Imagine yourself in these scenarios, if you will:
- You are 6 weeks/2 months/however early in your pregnancy. You are super excited. You buy all the pregnancy books and start talking about names and themes for a nursery. You can’t wait to tell people; but most of all, you can’t wait to hold the baby you’ve been dreaming of having. Then you start spotting and cramping, and you know you’ve lost the baby. You’re devastated, and scared about what this means. A confidant tells you, “At least you know you can get pregnant.”
- You enjoy a fairly uneventful pregnancy. You love feeling the baby move and kick, and you are totally ready for its arrival. Nursery is ready, names are chosen; and then the doctor delivers this blow: the baby has died in utero or is still born. You hold the perfect little baby, not sure of how you will be able to hand him back over when the nurse comes for him. Your family tells you, “At least you can try again.”
- You are over-the-moon excited to be having multiples. You know that it will be hard, but you are giddy with glee thinking about the matching outfits and cute pictures and friendship and fun times two (or three or four!). After long and anxious weeks in the NICU, one of the babies dies in your arms, never to know her sibling. When you tell people your story they say, “At least you have a survivor.”
- You are settling into new parenthood, loving life with a little one. Drinking in his coos and smiles until one day; you find him unresponsive in his crib. People try to comfort your loss by saying, “At least you had him for two months.”
- Your happy, vibrant five-year-old is suddenly getting headaches. You take her to the doctor only to discover she has an inoperable brain tumor. Despite treatment, she dies a year later. You knew it was coming, but it doesn’t make missing her any easier. Mourners say, “At least you got to say good-bye.”
- Your child is born with severe birth defects that keep him confined to a wheelchair. He is in and out of the hospital and has several surgeries in his short life before his body stops working. People tell you, “At least he isn’t suffering anymore.”

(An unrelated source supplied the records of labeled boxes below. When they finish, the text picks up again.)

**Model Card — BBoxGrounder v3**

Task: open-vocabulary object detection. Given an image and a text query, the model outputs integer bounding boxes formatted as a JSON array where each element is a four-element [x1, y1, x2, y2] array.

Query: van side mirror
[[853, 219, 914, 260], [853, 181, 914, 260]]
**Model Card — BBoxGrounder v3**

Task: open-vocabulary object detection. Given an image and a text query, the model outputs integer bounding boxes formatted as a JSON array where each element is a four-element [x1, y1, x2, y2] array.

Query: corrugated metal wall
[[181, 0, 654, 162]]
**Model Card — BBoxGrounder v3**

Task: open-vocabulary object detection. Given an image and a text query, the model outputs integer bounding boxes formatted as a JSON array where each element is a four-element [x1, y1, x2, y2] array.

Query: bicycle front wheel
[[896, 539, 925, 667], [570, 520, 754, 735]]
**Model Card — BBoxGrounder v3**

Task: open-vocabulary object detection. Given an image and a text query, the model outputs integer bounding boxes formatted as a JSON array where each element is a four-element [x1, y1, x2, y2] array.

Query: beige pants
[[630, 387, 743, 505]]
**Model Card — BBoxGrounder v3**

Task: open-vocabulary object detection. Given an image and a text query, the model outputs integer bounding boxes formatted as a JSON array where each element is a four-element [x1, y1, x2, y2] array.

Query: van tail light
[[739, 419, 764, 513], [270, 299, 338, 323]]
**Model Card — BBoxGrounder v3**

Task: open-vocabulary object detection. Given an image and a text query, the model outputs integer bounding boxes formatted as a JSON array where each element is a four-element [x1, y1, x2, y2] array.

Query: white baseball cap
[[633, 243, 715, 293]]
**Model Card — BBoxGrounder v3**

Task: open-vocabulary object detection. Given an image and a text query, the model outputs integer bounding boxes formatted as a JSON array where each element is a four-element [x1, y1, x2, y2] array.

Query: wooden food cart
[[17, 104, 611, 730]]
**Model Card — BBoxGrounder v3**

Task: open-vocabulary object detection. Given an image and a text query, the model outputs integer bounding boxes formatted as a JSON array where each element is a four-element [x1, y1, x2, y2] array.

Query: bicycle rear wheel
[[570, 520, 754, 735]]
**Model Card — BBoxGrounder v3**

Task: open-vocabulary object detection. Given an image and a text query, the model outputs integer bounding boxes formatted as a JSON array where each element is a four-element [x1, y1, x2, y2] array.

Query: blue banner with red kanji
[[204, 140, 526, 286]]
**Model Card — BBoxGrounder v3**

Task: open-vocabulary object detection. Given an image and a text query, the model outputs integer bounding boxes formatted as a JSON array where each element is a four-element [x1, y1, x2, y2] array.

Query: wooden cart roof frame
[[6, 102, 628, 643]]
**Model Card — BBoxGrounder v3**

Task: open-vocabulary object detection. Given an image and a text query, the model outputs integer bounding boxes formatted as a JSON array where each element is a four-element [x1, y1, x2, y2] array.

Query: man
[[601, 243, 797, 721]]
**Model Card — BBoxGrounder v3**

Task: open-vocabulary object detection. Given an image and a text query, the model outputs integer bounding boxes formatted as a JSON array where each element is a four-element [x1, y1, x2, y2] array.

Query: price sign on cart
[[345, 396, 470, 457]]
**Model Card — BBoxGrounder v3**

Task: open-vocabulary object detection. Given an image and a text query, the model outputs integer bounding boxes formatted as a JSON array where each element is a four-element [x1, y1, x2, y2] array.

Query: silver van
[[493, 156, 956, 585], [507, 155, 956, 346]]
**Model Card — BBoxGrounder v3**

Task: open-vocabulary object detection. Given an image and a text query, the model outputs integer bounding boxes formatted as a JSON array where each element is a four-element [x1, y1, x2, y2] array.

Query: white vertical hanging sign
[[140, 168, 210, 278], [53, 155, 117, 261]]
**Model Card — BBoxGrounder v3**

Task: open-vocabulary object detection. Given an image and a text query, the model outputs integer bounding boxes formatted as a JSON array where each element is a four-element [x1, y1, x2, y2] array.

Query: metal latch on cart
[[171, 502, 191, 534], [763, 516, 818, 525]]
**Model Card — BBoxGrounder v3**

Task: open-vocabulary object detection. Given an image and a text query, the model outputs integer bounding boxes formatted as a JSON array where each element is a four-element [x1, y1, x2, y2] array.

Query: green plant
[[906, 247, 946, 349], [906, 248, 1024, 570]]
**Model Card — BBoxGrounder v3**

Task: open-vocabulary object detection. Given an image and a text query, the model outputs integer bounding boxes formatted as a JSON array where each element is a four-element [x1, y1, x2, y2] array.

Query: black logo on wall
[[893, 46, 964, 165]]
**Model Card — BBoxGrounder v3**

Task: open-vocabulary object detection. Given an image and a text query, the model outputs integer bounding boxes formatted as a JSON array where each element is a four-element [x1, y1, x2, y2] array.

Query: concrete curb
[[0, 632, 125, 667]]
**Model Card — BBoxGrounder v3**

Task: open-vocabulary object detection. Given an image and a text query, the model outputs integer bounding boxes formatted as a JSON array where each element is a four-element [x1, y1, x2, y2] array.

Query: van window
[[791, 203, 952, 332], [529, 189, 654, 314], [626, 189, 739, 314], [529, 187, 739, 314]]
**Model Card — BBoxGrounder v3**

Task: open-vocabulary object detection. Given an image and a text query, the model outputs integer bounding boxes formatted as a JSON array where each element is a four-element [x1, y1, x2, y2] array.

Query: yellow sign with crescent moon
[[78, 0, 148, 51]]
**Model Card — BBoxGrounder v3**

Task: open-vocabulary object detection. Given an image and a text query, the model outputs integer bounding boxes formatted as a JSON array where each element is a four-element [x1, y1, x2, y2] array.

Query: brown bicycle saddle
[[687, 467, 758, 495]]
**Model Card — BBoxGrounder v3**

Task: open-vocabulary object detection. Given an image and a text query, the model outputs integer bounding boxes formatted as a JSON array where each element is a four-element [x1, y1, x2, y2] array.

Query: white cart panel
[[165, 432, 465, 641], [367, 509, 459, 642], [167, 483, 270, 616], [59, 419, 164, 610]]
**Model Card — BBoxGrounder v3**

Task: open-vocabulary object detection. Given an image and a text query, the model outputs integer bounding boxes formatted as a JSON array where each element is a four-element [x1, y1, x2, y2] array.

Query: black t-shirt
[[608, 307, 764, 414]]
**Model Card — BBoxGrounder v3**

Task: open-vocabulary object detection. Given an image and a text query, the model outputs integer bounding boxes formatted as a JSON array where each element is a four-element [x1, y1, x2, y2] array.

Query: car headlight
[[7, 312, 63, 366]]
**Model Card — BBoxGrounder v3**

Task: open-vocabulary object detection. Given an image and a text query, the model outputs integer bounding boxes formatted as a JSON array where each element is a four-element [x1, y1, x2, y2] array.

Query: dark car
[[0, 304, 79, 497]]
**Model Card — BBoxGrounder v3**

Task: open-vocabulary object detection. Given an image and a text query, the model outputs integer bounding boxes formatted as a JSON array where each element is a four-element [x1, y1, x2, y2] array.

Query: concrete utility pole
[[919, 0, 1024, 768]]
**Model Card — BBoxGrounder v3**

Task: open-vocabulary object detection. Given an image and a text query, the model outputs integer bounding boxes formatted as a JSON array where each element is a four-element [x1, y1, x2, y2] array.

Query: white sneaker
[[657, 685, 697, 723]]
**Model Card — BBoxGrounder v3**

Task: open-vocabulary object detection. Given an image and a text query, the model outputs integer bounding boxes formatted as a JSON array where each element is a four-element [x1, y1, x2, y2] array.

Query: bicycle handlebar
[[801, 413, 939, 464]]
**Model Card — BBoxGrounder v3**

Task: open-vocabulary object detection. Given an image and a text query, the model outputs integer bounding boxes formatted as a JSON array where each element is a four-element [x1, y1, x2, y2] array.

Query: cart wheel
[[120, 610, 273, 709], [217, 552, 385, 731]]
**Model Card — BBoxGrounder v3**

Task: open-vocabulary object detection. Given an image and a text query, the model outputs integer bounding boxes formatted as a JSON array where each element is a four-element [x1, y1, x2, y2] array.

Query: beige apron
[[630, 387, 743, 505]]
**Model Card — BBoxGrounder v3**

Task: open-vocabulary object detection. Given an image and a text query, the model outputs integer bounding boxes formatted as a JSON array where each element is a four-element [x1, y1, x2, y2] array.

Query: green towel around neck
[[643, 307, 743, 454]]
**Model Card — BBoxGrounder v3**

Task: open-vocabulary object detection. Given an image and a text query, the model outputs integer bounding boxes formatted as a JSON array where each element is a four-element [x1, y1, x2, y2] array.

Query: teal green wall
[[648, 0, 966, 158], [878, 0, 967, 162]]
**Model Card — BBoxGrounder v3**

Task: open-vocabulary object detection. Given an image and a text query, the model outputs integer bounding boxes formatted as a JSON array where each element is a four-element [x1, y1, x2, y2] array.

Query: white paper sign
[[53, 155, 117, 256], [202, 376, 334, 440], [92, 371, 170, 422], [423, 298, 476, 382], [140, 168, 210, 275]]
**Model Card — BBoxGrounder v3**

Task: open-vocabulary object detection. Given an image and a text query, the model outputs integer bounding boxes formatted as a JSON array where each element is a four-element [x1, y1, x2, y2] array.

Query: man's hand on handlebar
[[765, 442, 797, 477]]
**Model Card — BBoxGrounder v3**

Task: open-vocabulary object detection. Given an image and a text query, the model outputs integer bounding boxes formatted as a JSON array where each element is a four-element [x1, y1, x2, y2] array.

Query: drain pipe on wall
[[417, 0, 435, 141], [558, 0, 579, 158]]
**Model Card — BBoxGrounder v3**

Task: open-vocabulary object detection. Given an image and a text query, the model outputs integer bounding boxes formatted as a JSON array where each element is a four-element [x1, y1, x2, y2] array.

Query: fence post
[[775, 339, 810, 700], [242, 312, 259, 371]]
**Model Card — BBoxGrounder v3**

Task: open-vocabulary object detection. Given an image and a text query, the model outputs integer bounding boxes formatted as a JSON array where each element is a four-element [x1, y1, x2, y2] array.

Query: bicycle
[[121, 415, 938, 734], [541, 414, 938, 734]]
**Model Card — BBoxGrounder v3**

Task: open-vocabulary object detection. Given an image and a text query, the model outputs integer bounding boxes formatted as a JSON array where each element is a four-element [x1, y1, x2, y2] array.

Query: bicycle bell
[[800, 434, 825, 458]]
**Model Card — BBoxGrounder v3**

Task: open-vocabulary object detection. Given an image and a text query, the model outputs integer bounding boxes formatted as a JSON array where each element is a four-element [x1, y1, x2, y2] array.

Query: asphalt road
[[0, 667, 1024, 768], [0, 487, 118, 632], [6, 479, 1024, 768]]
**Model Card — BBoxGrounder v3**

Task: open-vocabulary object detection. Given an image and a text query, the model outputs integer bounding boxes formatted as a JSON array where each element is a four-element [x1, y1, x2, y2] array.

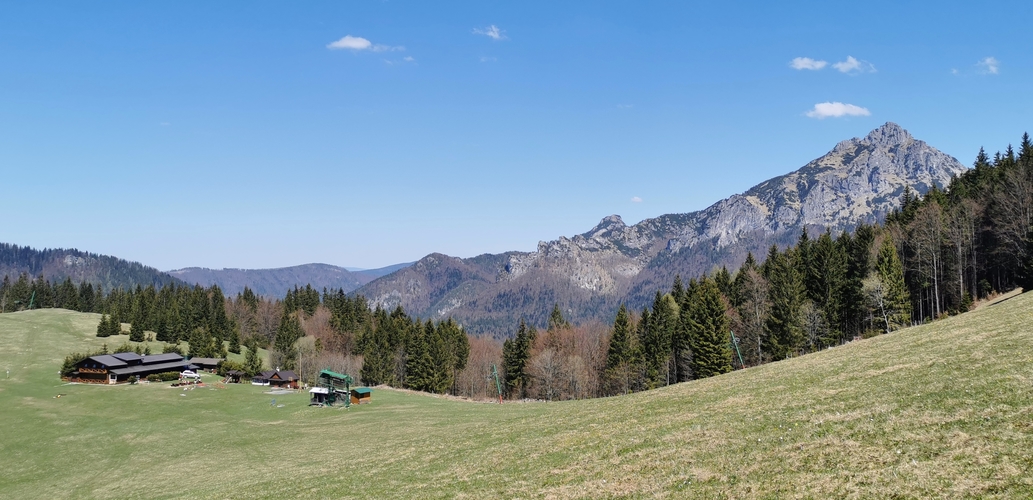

I could go on, but you get the point. You get the point that a parent’s love isn’t quelled by hollow words. It isn’t erased by promises of something working out better the next time. It isn’t sustained by a few moments of touch and connection.
A parent’s love never fades. Whether it was six weeks of hopeful love for a fetus, two hours keeping vigil by a sick newborn’s side, five years of smiles and laughter and memories, or whether it was eighteen years’ worth of hospital visits and NG tubes and seizures – a parent’s love doesn’t die with her child. It’s always there; and like the love for someone right in front of us, sometimes it’s joyous and sometimes it hurts so much we feel like we want to die.
Now and fifty years from now.
I’ve been guilty of using “At least.” When I hear about the horrible freak accidents that take the lives of children in an instant, I think, ‘At least I got to say good-bye to Joey.’ But I’m not being fair to myself. I’m not validating those emotions that swallow me whole when I hear about a child being taken away from his mother. Those emotions that scream, “I know how you feel!”
I’ve been guilty of saying of an elderly person, “At least she had a long and happy life.” But I am not validating the feelings of those who miss her. I’m not validating her grandchildren who wish they could stop by her house and chat or ask her about her secret ingredient in their favorite recipe. I’m not acknowledging that she was someone’s parent, and you never get over needing a parent.
Try to keep “at least” out of your condolences. I know you’re trying to be sweet and sympathetic. But really all a grieving person needs is a hug and a few other powerful words like, “I’m sorry,” and “I’m here for you, friend.”